Шихин и Катя постояли на крыльце, привыкая к темноте, ветру и снегу. Уже совсем стемнело, и только на фоне окон можно было увидеть, как валит снег и как он несется вдоль улиц.
– Я ничего не вижу, – сказала Катя.
– Это не беда, – ответил Шихин. – Мне хуже – я ничего не понимаю. Представляешь?
– Давай так – ты будешь смотреть вперед, а я буду все понимать, а? Договорились?
– Не возражаю.
Взяв в руку теплую ладошку Кати, Шихин зашагал к девятиэтажной громаде. Там, на самом верхнем, девятом этаже занимал он со своим семейством комнату в шестнадцать квадратных метров.
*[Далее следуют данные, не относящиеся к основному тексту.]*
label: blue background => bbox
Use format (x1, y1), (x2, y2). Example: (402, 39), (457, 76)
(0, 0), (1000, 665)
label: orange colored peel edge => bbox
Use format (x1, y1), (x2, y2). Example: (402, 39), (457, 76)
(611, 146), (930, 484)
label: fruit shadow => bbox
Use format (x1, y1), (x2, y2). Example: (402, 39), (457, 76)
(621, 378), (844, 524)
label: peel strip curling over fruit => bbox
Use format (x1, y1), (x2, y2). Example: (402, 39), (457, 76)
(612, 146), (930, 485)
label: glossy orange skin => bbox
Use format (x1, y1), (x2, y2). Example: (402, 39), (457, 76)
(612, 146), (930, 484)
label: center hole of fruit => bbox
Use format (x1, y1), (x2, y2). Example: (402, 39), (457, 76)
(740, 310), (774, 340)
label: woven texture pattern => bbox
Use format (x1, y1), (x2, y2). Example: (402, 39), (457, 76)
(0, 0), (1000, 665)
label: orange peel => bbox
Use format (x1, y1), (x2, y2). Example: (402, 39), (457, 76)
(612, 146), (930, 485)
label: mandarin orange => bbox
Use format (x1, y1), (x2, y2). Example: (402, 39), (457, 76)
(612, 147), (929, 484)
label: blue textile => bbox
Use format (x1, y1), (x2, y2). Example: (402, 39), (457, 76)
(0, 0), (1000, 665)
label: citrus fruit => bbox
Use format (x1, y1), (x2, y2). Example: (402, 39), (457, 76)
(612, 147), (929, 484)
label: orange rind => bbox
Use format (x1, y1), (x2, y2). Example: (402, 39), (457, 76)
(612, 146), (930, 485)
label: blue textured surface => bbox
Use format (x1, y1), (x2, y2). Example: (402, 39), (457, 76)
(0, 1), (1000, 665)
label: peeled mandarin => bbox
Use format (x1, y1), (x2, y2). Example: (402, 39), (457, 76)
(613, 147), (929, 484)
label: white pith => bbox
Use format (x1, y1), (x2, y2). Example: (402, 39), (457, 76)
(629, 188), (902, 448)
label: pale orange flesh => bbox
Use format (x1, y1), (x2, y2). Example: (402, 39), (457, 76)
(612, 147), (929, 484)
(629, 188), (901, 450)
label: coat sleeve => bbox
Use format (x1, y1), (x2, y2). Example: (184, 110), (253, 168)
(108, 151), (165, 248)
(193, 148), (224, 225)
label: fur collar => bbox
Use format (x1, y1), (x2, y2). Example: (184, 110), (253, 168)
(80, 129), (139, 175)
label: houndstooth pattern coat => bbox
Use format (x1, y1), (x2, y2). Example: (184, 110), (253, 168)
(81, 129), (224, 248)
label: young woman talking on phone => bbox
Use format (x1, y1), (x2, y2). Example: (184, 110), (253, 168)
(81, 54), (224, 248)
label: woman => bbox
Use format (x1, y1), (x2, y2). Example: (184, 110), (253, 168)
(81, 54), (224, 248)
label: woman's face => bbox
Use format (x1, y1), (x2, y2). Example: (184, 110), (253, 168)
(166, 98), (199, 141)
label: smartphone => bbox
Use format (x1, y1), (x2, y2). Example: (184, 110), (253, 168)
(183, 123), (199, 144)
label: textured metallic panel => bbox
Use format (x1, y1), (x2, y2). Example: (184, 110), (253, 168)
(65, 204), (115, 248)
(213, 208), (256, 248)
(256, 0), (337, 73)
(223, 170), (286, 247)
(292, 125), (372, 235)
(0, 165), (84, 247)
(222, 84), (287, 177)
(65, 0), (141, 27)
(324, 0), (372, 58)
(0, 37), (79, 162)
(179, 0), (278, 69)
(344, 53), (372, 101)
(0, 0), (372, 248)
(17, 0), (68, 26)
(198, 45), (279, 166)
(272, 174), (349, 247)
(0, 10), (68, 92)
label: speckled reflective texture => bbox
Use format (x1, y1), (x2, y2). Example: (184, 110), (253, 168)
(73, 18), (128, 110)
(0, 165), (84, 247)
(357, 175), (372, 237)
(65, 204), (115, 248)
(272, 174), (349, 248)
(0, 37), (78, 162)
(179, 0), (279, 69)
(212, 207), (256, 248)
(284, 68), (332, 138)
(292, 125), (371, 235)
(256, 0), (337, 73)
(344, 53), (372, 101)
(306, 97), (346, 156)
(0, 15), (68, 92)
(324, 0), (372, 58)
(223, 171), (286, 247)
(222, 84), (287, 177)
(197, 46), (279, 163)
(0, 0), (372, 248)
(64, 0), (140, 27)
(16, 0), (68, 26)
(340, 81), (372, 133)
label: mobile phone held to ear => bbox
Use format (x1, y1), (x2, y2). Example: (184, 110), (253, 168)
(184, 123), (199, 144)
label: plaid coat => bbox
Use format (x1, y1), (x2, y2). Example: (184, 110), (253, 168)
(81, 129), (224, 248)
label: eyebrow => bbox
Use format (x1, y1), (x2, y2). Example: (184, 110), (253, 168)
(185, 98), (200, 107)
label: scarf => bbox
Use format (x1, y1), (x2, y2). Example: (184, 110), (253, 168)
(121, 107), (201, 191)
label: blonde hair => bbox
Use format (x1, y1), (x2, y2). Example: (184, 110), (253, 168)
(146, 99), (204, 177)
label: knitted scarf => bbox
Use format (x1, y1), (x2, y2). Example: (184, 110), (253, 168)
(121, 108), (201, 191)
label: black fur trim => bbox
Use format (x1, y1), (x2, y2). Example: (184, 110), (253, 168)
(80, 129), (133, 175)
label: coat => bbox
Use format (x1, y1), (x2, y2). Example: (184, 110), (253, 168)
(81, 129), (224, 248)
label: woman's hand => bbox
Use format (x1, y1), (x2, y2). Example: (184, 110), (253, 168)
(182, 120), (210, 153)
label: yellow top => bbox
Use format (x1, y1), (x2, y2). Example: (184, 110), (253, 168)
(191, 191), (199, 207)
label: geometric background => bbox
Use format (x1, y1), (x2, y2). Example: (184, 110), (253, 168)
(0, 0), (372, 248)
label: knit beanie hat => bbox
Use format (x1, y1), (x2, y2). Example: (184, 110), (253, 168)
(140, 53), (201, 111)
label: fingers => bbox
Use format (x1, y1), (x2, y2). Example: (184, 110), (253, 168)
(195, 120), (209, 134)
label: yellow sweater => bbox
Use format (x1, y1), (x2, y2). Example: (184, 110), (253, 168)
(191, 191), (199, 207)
Эту комнату, или, скажем, эту квартиру, получила жена Шихина, Валентина, от какой-то невообразимой конторы, которая занималась художественной самодеятельностью, контролировала качество продукции местной промышленности и отвечала на письма и жалобы трудящихся по поводу коммунальных несправедливостей.
Много лет прошло с тех пор, Шихин сменил берет на шляпу, потом долгое время отдавал предпочтение кепке, снова вернулся к берету; Катя стала взрослой женщиной, носит собственные платья, ходит без очков, в них отпала надобность; живут Шихины под Москвой, на пятом этаже, купили машину, вдребезги разбились на ней, завели еще двух дочек… Но стоит, стоит у него перед глазами это возвращение домой темным зимним вечером после того, как вышибли его из газеты за паясничанье и непочтительность. Запомнился и встречный ветер, насыщенный снегом, набережная, ресторан «Поплавок», темнеющий громадной бочкой среди льда и торосов, новый мост с движущимися огнями машин… И он сам в коротком пальто с поднятым воротником тащит за руку своего разнесчастного очкарика. Очки у Кати залеплены снегом, лицо сморщено от ветра, тонкие колготы продуваются насквозь, на голове – неизвестно откуда взявшаяся вязаная шапка с длинным, как у гнома, верхом и помпоном на конце…
Нет, она нисколько не напоминала тогда высокую красивую женщину, с которой Автор как-то встретил Шихина в Столешниковом переулке. Это был тот самый год, когда Катя закончила художественное училище и стала дипломированным знатоком народных промыслов России, когда у нее состоялась выставка живописных работ и она пребывала в тревожной и сумбурной переписке со штурманом, который водил теплоходы не то по Оби, не то по Иртышу. Она как раз готовилась поступать в Суриковское училище, а Шихин только вернулся из Греции, где он десять дней пил вино, шатался по улицам, толкался в сувенирных лавках, любовался Парфеноном и озадаченно рассматривал гречанок, не находя в них ничего общего с Афродитой – они больше походили на цыганок, которых он видел у Белорусского вокзала и в подземном переходе у площади Пушкина. А Катя шла рядом с этюдником на плече, охотно смеялась, и Шихин смеялся – оба загорелые, освещенные солнцем, и по всему было видно, что дела у них идут не очень плохо или же они просто умеют держать себя в руках.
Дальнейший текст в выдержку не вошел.